ABB's recommended actions are clear, but execution demands a thorough inventory. Here's what to do right now:

  1. Identify every node with Control Builder A or 800xA for Advant Master. Don't rely on asset databases alone; walk the floor if you must. Any workstation, laptop, or server that touches these tools is in scope.

  2. Ignore the version string from System Installer or SCC. Instead, check the actual installed files if you can. If not, upgrade anyway.

  3. Upgrade to the fixed baselines:
    - Control Builder A: version 1.4/5 or later.
    - 800xA for Advant Master 6.x series: 6.1.1-5 or later for any previously affected 6.1.1 release.
    - 800xA for Advant Master 6.2.0 series: 6.2.0-3 or later.

  4. If an upgrade can't be done immediately, contact ABB Support for a workaround. Don't attempt to manually restrict the application directory or DLL locations—ABB has not validated such settings and they may break the engineering tools.

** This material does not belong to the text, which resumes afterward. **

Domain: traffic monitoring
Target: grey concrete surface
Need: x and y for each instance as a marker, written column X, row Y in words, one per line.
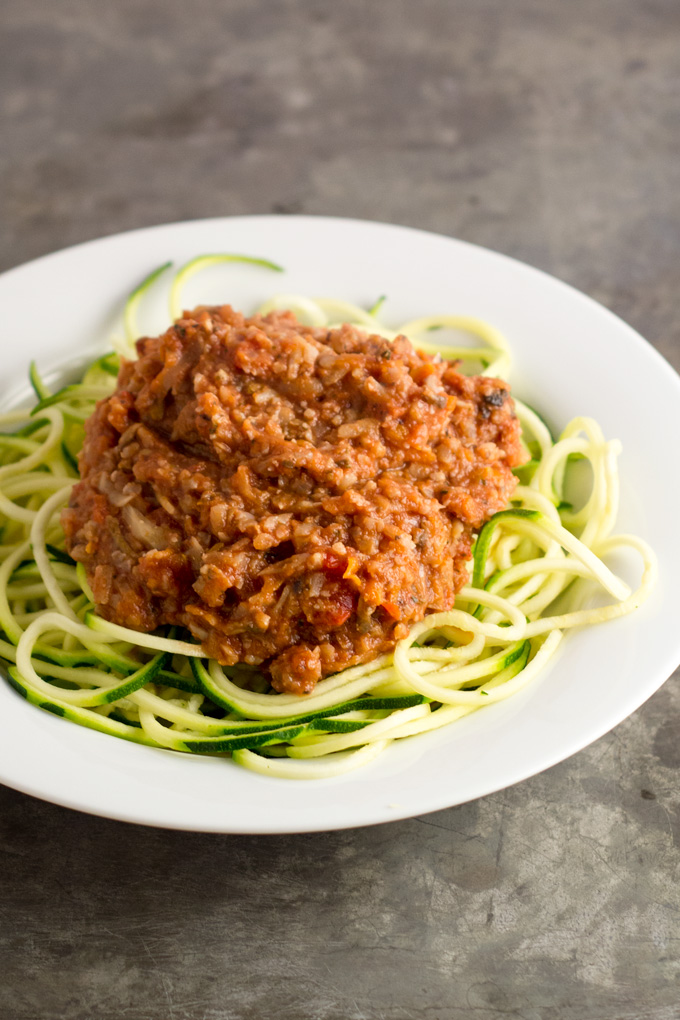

  5. Apply interim defenses: limit who can log on, enforce strong and regularly changed passwords, disable or tightly manage USB ports and removable media. ABB specifically recommends that computers accessible to regular users have removable-media ports disabled or restricted to intended device types.

  6. Implement network segmentation as per CISA guidance: keep control system devices off the internet, isolate operational networks from business networks, and require VPN for remote access—though remember that this won't stop a local attacker who already has a foothold.

Looking Ahead: Trusting Your Tools

CVE-2025-13162 won't be the last DLL search-path issue in industrial software, but the versioning fiasco is a hard-learned lesson for asset owners. A vendor's own tools can mislead you about what's installed, and a seemingly newer release can carry older, vulnerable code. The only reliable strategy is to anchor every security decision on the vendor's advisory and official media, then verify—don't assume.

ABB says it has no evidence of exploitation. But given the widespread deployment of Advant Master controllers in critical manufacturing, the window for patch verification is now. The confusion around versions 6.1.1-4 and 6.2.0-2 means many organizations may have shelved these releases, unaware that they were actually fixed. For those that installed them, the ambiguity remains. Moving to the clean-baseline versions—6.1.1-5 and 6.2.0-3—eliminates both the vulnerability and the trust issue in one shot.